Global markets on edge await China data


(MENAFN- The Peninsula)An image of a Sri Lankan Rs1000 note is seen as customers wait to exchange their rupees at a money exchange counter in Colombo. Sri Lanka’s currency fell over 3 percent to trade at a record low of 139.00 per dollar on Friday after the central bank effectively floated the currency by ceasing to quote its own reference rate.

Shanghai: Global stock markets will be on edge this coming week as China announces a slew of data investors will comb for clues about slowing growth in the world’s second-largest economy.

The government is scheduled to release monthly trade and inflation figures as well as industrial output fixed-asset investment and retail sales in the coming days. An official Chinese manufacturing survey last week sent world markets into a tailspin as investors gave vent to worries China’s economy is headed for a “hard landing”.

Although analysts cautioned not to read too much into the monthly release of the Purchasing Managers’ Index (PMI) Chinese growth is clearly slowing and more weak data could be an excuse to sell. China’s economy expanded 7 percent in each of the first two quarters slowing from 7.4 percent growth last year which was its weakest since 1990.

But investors were alarmed by authorities’ surprise lowering of the yuan currency’s central rate against the US dollar by nearly five percent in a single week last month. In a bid for more sustainable growth Chinese policymakers are seeking a tectonic shift to domestic consumption and away from state-led investment.

“Pessimism over China’s short-term outlook is overdone and a growth pick-up in the second half is already in the pipeline” ratings agency Fitch said in a report on Friday. “But expectations for the economy’s growth potential in the medium term are shifting lower as the scale of the restructuring challenge becomes clearer.”

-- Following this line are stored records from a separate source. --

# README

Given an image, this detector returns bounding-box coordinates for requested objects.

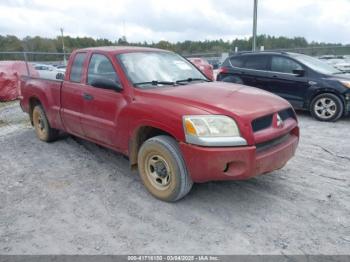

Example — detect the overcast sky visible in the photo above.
[0,0,350,43]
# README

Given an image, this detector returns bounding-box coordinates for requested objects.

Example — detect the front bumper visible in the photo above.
[180,127,299,183]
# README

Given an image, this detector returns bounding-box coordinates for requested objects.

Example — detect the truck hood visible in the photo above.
[141,82,290,120]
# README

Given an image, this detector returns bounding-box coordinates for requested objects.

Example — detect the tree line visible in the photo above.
[0,35,350,59]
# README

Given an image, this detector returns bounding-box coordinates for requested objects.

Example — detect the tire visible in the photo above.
[138,135,193,202]
[221,76,243,85]
[33,105,59,142]
[310,93,344,122]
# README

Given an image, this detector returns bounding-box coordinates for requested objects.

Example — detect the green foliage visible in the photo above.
[0,35,350,60]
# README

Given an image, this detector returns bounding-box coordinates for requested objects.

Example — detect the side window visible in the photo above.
[244,55,269,70]
[271,56,303,74]
[88,54,119,85]
[230,57,243,67]
[69,53,86,83]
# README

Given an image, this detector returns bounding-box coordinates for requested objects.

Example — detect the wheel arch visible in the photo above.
[305,88,345,109]
[128,125,178,169]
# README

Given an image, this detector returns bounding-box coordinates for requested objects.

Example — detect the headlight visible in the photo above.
[183,115,247,146]
[340,80,350,88]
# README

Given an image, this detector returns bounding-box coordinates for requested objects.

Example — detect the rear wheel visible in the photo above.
[138,135,193,202]
[310,93,344,122]
[33,105,58,142]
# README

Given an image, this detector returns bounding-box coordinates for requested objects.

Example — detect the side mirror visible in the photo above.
[293,69,305,76]
[90,78,123,92]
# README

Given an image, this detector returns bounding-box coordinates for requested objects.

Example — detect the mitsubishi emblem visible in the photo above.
[276,114,283,127]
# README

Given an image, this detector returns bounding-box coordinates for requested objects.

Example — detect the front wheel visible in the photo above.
[138,135,193,202]
[310,93,344,122]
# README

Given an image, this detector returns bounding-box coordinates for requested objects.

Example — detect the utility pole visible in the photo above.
[252,0,258,52]
[60,28,67,65]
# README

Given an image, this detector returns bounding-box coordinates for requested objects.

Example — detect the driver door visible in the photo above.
[81,53,126,146]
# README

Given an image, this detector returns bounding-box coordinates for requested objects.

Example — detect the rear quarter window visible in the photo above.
[229,57,243,67]
[69,53,86,83]
[244,55,269,70]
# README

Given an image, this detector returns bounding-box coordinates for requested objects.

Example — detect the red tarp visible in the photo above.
[0,61,39,102]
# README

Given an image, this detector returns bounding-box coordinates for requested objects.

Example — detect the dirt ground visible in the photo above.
[0,102,350,254]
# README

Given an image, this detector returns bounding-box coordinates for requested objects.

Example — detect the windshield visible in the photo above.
[118,52,208,88]
[294,55,341,75]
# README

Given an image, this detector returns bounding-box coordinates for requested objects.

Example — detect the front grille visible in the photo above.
[278,108,296,121]
[252,108,296,132]
[256,133,291,152]
[252,115,273,132]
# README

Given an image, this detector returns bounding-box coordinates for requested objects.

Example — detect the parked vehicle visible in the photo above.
[188,57,214,80]
[325,58,350,73]
[21,47,299,201]
[217,52,350,121]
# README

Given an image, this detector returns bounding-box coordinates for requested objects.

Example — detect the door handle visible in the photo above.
[83,93,94,101]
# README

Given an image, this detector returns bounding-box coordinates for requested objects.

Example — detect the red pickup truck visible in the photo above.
[21,47,299,201]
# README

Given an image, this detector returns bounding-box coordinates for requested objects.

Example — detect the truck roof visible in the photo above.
[79,46,168,54]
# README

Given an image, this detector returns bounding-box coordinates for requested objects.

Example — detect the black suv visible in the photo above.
[217,52,350,121]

ANZ Banking Group forecasts China’s gross domestic product (GDP) growth will slump to an annual 6.4 percent in the third quarter before rebounding to 6.8 percent in the October to December period — but still below the government’s full-year goal of around 7 percent.

China last month reduced interest rates and cut the amount of money banks must hold in reserve to try to bolster its economy and end the country’s worst stock market rout in almost two decades.

Japanese bank Nomura is forecasting “weak” trade data for August with exports falling 7 percent year-on-year and imports dropping 10 percent. Consumer price inflation could tick up to 1.8 percent for the month on higher pork prices though the threat of deflation remains it said.

But many analysts expect China to avert a hard landing even though economic growth will definitely slow this year.

“China’s economy has certainly been weak this year and still faces further downward pressures but we think fears of an economic hard landing due to stock market gyrations are exaggerated” UBS economists Donna Kwok and Wang Tao said in a research report.

Even so China’s stock market which was down nearly 40 percent from its recent peak by Wednesday could fall further in the coming week. After a debt-fuelled rally that sent the market up 150 percent in a year shares have room to go lower.